Naturally, the Democrats, who presently have control of the legislative and executive branches of the federal government—and who attained that in part by portraying themselves in the 2020 campaign as The Party Of Cutting The Damn Checks Already—are dithering among themselves over who, exactly, should be excluded from receiving some money. According to the Washington Post, the Biden administration's latest idea is to send $1,400 stimulus checks to individuals who reported adjusted gross incomes of $50,000 or less, heads of households who reported adjusted gross incomes of $75,000 or less, and married couples who reported combined adjusted gross incomes of $100,000 or less, in either 2019 or 2020 (this part hasn't been decided). People who reported more income than that reportedly would receive smaller checks, or no checks at all.
Realistically speaking, this still means that a great majority of American households would receive some money from the federal government, because the great majority of American households don't make a lot of money. The Post's story cites a guy who estimates that 71 percent of Americans would get the $1,400 payment, and another 17 percent would get smaller amounts. That's certainly better than nobody receiving anything.
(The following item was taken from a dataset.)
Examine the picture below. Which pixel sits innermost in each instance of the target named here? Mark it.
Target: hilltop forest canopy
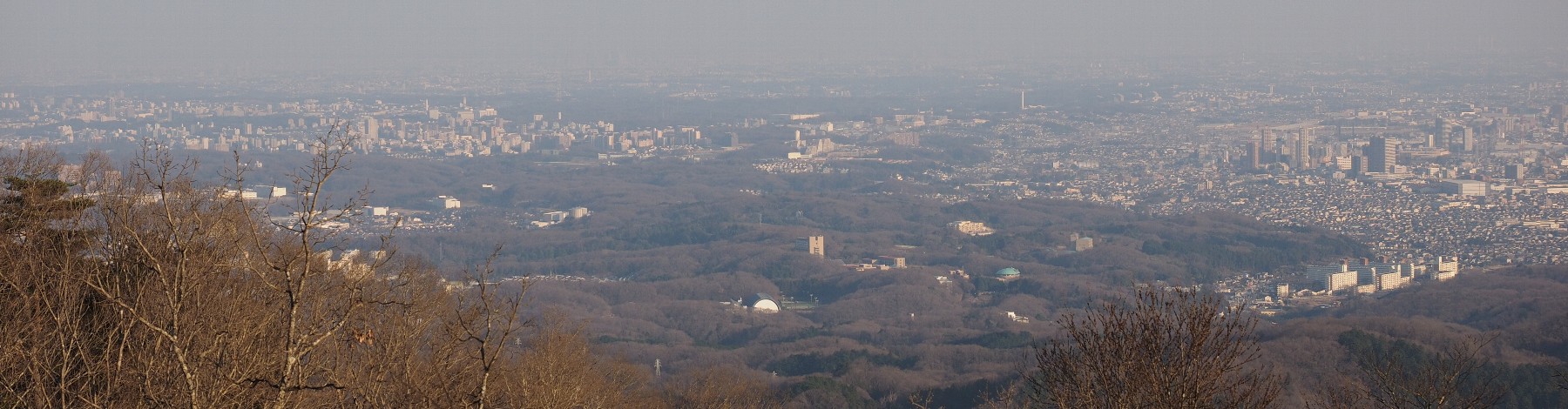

It's also classically characteristic of the dumb, self-defeating Democratic Party: fretting needlessly over how exactly to append stupid and pointless means-testing to an already paltry and overdue benefit supported by the overwhelming majority of people, for the sake of (in the absolute most generous possible interpretation) showing off their Budgetary Thrift and Bipartisanship merit badge to the entirely imaginary cohort of people who value that shit more than they value suddenly having more money than they did a second ago. What is the fear here? That people who made $58,000 in 2019 will get a $1,400 check from the federal government and be like, Awful. Disgusting. Too much money for me?
This is supposed to be stimulus. A $60 carryout order is not inherently more stimulating to the struggling restaurant down the road if it came from somebody who made $42,000 last year than if it came from somebody who made $76,000. For that matter, they may both have had their work hours slashed or benefits gutted in the interim. The latter may be buried under a pile of COVID-related hospital bills a puny $1,400 check will not even meaningfully dent. There's just simply no good reason to spend even a second differentiating between them. Just cut the dang checks! They're already smaller and later than they should be.
If a candidate for the presidency won 68 percent of the vote, it would be the biggest blowout in 200 years, and only a fool would challenge the idea that this implied, for the winner, a clear public mandate. $1,400 stimulus checks are polling at 78 freaking percent, man! Everybody wants them. They're good politically, economically, and morally. Stop negotiating against yourselves and bring forth the friggin' checks.